CHAPTER IX: TRUAX GIVES A HINT
It was a tailor-made, clean, crisp and new-looking young submarine commander who stepped into the naval cutter alongside.
Jack Benson looked as natty as a young man could look, and his uniform was that of a naval officer, save for the absence of the insignia of rank.
Up the side gangway of the gunboat Jack mounted, carrying himself in the best naval style. On deck stood a sentry, an orderly waiting beside him.
“Lieutenant Commander Mayhew will see you in his cabin, sir,” announced the orderly. “I will show you the way, sir.”
Mr. Mayhew was seated before a desk in his cabin when the orderly piloted the submarine boy in. The naval officer did not rise, nor did he ask the boy to take a seat. Jack Benson was very well aware that he stood in Mr. Mayhew’s presence in the light of a culprit.

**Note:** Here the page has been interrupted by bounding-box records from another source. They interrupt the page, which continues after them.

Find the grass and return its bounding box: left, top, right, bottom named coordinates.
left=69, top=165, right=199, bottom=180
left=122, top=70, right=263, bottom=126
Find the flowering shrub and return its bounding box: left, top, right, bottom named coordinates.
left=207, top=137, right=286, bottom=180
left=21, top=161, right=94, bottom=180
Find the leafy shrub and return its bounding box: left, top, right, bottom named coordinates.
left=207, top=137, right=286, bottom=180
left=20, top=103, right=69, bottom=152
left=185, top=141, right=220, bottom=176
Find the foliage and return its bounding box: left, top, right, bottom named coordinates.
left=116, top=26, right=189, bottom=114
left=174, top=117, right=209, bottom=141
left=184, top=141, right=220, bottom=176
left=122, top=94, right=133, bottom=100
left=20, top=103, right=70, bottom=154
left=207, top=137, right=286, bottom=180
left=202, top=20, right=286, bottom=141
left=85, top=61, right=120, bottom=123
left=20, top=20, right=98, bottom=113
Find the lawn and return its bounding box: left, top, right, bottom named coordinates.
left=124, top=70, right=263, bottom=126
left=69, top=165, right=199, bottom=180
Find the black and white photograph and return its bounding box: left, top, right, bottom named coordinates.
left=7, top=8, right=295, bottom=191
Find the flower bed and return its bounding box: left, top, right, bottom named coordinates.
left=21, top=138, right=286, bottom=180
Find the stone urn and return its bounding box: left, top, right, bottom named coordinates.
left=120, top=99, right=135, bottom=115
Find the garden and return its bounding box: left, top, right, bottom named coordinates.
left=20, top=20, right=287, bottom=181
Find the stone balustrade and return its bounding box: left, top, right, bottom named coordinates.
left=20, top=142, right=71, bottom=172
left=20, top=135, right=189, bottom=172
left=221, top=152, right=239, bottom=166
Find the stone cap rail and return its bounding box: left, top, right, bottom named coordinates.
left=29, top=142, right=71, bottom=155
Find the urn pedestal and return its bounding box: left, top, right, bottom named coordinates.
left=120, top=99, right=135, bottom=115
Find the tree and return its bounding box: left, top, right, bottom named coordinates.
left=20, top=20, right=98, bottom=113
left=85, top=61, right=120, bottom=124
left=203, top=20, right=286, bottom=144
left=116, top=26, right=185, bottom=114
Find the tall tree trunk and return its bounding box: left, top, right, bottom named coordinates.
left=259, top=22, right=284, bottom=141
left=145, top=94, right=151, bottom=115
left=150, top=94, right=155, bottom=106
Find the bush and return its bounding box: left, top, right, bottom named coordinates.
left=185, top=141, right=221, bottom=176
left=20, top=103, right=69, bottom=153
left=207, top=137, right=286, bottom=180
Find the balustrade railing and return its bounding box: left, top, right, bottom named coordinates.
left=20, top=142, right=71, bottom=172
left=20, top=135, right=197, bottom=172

“Mr. Benson,” began Mr. Mayhew, eyeing him closely, “you are not in the naval service, and are not therefore amenable to its discipline. At the same time, however, your employers have furnished you to act, in some respects, as a civilian instructor in submarine boating before the cadets. While you are here on that duty it is to be expected, therefore, that you will conform generally to the rules of conduct as laid down at the Naval Academy.”